Aus Mitteln des Europäischen Sozialfonds werden Sprachkurse für Migranten finanziert – aber nicht mehr lange, denn plötzlich seien die Mittel aufgebraucht, heißt es. Die Grünen wundern sich über den Programmstopp. Die Integrationsministerin Bilkay Öney (SPD) hofft auf Überbrückung durch den Bund.
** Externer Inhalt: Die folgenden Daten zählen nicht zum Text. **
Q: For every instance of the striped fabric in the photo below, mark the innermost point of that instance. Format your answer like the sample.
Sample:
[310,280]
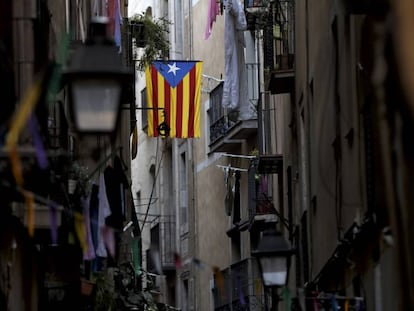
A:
[173,97]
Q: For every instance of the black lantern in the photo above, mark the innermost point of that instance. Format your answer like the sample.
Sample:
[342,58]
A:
[97,80]
[273,253]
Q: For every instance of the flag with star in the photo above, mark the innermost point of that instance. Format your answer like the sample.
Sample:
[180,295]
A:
[173,98]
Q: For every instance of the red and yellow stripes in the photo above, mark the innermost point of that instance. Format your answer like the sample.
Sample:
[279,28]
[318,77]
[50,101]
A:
[181,103]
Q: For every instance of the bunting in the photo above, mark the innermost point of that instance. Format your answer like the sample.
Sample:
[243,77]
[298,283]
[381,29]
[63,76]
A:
[173,98]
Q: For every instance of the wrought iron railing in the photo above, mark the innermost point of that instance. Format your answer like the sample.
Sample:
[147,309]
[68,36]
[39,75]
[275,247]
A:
[279,37]
[163,241]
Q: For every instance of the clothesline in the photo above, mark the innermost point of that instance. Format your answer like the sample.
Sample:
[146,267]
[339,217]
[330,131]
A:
[232,168]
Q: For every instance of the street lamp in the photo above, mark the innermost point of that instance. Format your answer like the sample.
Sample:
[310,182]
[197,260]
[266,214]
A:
[273,253]
[96,79]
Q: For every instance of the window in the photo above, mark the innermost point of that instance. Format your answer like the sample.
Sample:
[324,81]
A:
[183,194]
[144,115]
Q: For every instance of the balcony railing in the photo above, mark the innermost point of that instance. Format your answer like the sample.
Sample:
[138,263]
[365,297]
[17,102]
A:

Stuttgart - Die Länder setzen auf Berlin: Der Bundesrat hat am Freitag einen Antrag angenommen, der den Bund auffordert, ein Geldloch bei Deutschkursen für Migranten im Bundeshaushalt 2014 zu überbrücken. Baden-Württemberg war eine der Antragstellerinnen. „Deutschkenntnisse sind essenziell für die Integration in den Arbeitsmarkt,“ begründet die Integrationsministerin Bilkay Öney (SPD) den mit Bremen, Hamburg und Niedersachsen gemachten Vorstoß. „Es wäre fatal, wenn diese erfolgreichen Kurse bis Ende des Jahres ersatzlos ausgesetzt würden, weil es keine Mittel mehr gibt“, sagte Öney.

 

Danach sieht es aber aus – bis jetzt. Bis Ende 2014 sollten die Mittel aus dem Europäischen Sozialfonds reichen. Mit gut 50 Millionen Euro pro Jahr werden seit 2009 Sprachkurse für Flüchtlinge finanziert, um ihnen die Integration in den Arbeitsmarkt zu erleichtern. Allein in Baden-Württemberg haben in diesem Zeitraum fast 12 600 Personen an einem solchen Kurs teilgenommen. Das Bundesamt für Migration und Flüchtlinge (BAMF) verwaltet die Fondsmittel. Wie die Behörde in Nürnberg mitteilt, hat es im Land 639 solcher Kurse gegeben, 115 sind noch nicht beendet.

Vor vollendeten Tatsachen

Das Projekt läuft so gut, dass „die dem ESF-BAMF-Programm zugewiesenen EFS-Mittel nach jetziger Hochrechnung Ende April 2014 aufgebraucht sein werden“. Das teilte die Behörde den Trägern der Schulungen mit – in einem Schreiben mit Datum vom 1. April. Darin hieß es auch, dass „nur noch die bis zum 31. März beim BAMF bereits eingegangenen Kursanträge bewilligt werden können“.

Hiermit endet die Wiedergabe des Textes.